Tekst: Marvin van Kempen, Beeld: Dura Vermeer
Als we het gebouw binnengaan, op het voormalige Michelinterrein aan de Oude Vlijmenseweg, valt meteen de volumineuze inzet van hout op. We horen dat het gebouw van binnenuit werd ontworpen en dat er een focus was op het circulaire denken. Dat zien we terug in onder meer hout in de vloeren, maar ook in de gevel, met verder beplating van rijstvlies. Voor het integraal ontwerpteam is ‘geen uitval, geen afval’ het uitgangspunt geweest, zo blijkt later ook tijdens een panelgesprek, want het gebouw is flexibel en op een later moment losmaakbaar.

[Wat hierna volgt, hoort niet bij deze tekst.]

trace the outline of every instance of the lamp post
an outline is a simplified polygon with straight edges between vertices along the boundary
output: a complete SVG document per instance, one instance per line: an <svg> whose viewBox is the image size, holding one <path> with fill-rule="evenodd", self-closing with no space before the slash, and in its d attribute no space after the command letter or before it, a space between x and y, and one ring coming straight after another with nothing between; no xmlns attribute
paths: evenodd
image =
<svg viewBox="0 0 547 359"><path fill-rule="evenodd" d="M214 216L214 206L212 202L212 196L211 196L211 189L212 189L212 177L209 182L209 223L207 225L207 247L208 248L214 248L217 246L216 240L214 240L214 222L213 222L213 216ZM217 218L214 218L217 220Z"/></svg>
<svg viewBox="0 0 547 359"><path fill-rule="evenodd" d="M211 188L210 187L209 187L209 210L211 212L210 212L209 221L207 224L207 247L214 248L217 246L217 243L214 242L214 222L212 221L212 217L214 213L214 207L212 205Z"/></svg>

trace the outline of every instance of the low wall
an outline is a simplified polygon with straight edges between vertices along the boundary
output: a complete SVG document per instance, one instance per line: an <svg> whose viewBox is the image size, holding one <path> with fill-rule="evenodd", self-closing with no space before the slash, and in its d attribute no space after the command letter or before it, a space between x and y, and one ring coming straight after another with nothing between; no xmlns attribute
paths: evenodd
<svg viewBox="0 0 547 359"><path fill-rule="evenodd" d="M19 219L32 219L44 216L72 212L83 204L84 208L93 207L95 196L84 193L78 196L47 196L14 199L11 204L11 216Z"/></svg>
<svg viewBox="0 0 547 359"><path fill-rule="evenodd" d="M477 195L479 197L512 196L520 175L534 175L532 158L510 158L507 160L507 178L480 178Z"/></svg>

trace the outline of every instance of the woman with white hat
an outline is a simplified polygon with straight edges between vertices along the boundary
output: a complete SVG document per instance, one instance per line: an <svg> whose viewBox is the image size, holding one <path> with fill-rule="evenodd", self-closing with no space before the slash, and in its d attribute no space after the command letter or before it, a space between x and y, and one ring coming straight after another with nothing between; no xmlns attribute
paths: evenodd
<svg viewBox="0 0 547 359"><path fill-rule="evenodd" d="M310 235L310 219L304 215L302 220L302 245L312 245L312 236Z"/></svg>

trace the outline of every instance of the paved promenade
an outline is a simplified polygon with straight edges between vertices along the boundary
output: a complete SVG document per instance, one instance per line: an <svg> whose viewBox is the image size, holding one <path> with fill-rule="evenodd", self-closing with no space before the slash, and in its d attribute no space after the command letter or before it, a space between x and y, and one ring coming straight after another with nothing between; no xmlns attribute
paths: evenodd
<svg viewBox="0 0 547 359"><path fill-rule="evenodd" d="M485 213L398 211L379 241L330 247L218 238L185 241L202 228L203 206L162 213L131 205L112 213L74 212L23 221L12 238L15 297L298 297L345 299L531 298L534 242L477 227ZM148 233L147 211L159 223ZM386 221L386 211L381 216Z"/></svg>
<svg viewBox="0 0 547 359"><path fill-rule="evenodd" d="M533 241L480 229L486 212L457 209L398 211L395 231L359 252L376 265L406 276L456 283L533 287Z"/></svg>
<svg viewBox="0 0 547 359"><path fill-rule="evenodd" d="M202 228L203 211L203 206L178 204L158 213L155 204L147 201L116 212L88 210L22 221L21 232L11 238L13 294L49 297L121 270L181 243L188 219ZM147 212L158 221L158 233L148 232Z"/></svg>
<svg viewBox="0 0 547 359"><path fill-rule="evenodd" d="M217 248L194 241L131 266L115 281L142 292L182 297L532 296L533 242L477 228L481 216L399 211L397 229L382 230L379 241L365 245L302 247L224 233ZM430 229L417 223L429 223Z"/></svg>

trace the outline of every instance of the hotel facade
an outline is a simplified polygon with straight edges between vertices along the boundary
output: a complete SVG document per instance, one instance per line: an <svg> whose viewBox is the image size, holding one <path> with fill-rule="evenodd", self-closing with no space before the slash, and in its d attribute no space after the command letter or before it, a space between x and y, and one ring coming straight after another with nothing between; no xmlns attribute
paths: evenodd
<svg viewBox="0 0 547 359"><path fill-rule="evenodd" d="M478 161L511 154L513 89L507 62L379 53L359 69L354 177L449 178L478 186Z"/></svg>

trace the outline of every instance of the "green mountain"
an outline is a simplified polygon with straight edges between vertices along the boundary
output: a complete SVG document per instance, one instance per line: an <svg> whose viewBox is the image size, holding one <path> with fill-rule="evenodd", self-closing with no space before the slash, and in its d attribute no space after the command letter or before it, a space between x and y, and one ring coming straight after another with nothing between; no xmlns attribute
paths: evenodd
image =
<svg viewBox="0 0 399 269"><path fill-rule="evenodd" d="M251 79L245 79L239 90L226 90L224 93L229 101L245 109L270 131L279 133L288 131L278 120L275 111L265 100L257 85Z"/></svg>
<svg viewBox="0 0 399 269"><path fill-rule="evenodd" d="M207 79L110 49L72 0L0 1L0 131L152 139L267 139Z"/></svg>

Naast het uitgangspunt om maximaal circulair te bouwen, horen we dat er ook goed nieuws is op het vlak van energie. Deze nieuwe locatie van WeenerXL maakt geen gebruik meer van fossiele brandstoffen en is volledig energieneutraal. Voor de opwekking van duurzame energie zorgen de vele zonnepanelen op het dak en het gebouw wordt verwarmd door warmtepompen. Ook is er een groendak met onder andere sedum en mos om de biodiversiteit te stimuleren. En het Definitief Ontwerp werd met BIM volledig uitgewerkt in een 3D-model.
Geen eendagsvlieg
Deze combinatie van duurzaamheid, circulariteit én gezondheid speelt in op de wens van WeenerXL om een toekomstbestendig gebouw te realiseren, waarin medewerkers kunnen excelleren en zich prettig voelen. “Houtbouw is van iedereen”, laat Tim Peeters, tendermanager en stamhoofd van de houtcaptains van Dura Vermeer, dan ook weten. Volgens hem is hout geen eendagsvlieg en heeft Dura Vermeer serieuze ambities op dit vlak: “We willen naar minstens 20 procent houtbouw voor de gebouwen die we vóór 2030 ontwikkelen. Dat laten we onder andere zien bij de projecten De Zangvogel in Vlaardingen en Hortis Ludi in Nijmegen.” Volgens hem zien we dat hout steeds meer een alternatief 'op gelijke hoogte' wordt voor traditionele bouwmaterialen als beton en staal: “Toch mag je ze niet met elkaar vergelijken, want hout heeft andere eigenschappen. Het straalt bijvoorbeeld rust uit.” Collega Rob Steijn, divisiedirecteur Bouw en Vastgoed, geeft aan dat hij hout associeert met warmte. Daarnaast legt hij de nadruk op de duurzaamheidseigenschappen: “We willen een versnelde positieve bijdrage leveren aan de vermindering van de uitstoot van schadelijke broeikasgassen. Dat kan versneld met hout, want het materiaal slaat CO2 op en je vermijdt de uitstoot die vrijkomt als je andere materialen produceert.”
Nieuwe businesscases
Ook directeur vastgoedontwikkeling en klant en markt Marijke Nas van Dura Vermeer verwacht dat hout een belangrijke rol speelt in het behalen van de klimaatdoelstellingen. “Wij kunnen een directe bijdrage leveren met onze projecten en we leren samen om de doelen te halen.” Ze doelt niet alleen op collega’s, maar ook op samenwerkingen die Dura Vermeer heeft met ketenpartners en met klanten. “We zien dat we dezelfde klimaatdoelstellingen willen oplossen en delen dus drijfveren. Tegelijkertijd werken we samen met een diversiteit aan klanten, met evenzoveel wensen, maar we kunnen in ieder geval constateren dat er steeds meer bewustwording rondom dit thema ontstaat.” Een versnelling schuilt volgens Steijn nog in de kansen rondom nieuwe businesscases. Bijvoorbeeld voor woningcorporaties, om te rekenen met restwaarde en de herbruikbaarheid van het gebouw.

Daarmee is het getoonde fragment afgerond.